Notice of intent to sue
On July 25, on behalf of Defenders of Wildlife, the Center for Biological Diversity, The Wilderness Society, MountainTrue, and the Sierra Club, the Southern Environmental Law Center notified the Forest Service and Fish and Wildlife Service of their intent to sue over the effects of the recently revised forest plan for the Nantahala-Pisgah National Forest on four threatened or endangered bat species and flaws in the required consultation process. We discussed this here. The news release includes a link to the notice.
Supreme Court decision in The Wilderness Society v. U. S. Forest Service
On July 27, the Supreme Court vacated the 4th Circuit’s decision to grant the Wilderness Society’s motions to stay construction on the Mountain Valley Pipeline pending that court’s possible review of the Forest Service’s amended forest plan for the Jefferson National Forest, and BLM’s approval of the pipeline permit. The article includes links to the results from both courts (which provide no rationales). This is only a decision about the stay, and the D.C. Circuit could still rule on the constitutional questions related to the Fiscal Responsibility Act legislation which purportedly authorized the pipeline to proceed.
New lawsuit: Center for Biological Diversity v. Moore (D. Ariz.)
On July 28, the Center and Maricopa Audubon sued the Forest Service over its grazing practices on the Coronado National Forest, and the approval by the U. S. Fish and Wildlife Service of various grazing allotments. Plaintiffs claim that failure to fence livestock out of riparian areas is harming the threatened Yellow-billed cuckoo and Sonora chub. The news release includes a link to the complaint.
New lawsuit: Albany County Conservancy v. Novotny (D. Wyo.)
On July 28, the Conservancy and a former Fish and Wildlife Service eagle biologist filed a lawsuit against BLM’s approval of a transmission line to connect the Rock Creek Wind project to two larger transmission lines that will export wind energy out of the state.

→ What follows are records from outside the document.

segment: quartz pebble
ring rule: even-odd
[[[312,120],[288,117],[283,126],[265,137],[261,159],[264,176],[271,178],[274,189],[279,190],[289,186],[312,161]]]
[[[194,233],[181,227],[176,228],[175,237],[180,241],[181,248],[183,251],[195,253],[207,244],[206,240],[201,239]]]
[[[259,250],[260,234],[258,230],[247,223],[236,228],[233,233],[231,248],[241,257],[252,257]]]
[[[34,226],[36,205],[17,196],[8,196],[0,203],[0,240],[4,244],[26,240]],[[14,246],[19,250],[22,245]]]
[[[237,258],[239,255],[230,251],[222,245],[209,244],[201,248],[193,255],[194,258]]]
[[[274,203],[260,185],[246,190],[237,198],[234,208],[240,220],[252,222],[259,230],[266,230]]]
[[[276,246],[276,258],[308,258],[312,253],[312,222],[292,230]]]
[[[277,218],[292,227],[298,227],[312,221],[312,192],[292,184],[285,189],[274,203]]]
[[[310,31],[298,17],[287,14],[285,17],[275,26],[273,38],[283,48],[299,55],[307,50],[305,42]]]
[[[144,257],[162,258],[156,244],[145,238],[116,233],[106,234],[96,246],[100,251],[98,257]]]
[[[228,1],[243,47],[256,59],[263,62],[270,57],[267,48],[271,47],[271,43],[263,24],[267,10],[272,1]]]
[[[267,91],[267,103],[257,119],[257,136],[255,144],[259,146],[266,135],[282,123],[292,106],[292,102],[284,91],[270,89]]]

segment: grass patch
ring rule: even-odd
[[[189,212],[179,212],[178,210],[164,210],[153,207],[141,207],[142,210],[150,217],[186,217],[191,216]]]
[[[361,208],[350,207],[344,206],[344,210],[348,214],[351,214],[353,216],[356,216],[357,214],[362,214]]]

The lawsuit alleges that the approval was done without any public notification, comment or other forms of public participation required by NEPA, and that the EA is legally flawed, particularly the cumulative effects analysis of wind energy development on wildlife. The article includes a link to the complaint and to a “Renewable Rejection Database,” which records 574 renewable energy proposals being blocked nationally since 2014.
In another article, the same author describes how, “The Bureau of Land Management is withholding oil and gas drilling permits on leased acres on public land, if the leased acres are in litigation.”
Notice of intent to sue
Columbia Riverkeeper, Idaho Rivers United, Idaho Conservation League and the Northwest Sportfishing Industry Association formally notified the Army Corps of Engineers on Friday that it intends to file a lawsuit against operation of four Snake River dams because they are primarily responsible for high water temperatures the effects on migrating salmon. The potential plaintiffs argue that congressional authorizations for federal dams do not create exemptions to the Endangered Species Act and cannot prevent the dams from being prohibited and removed.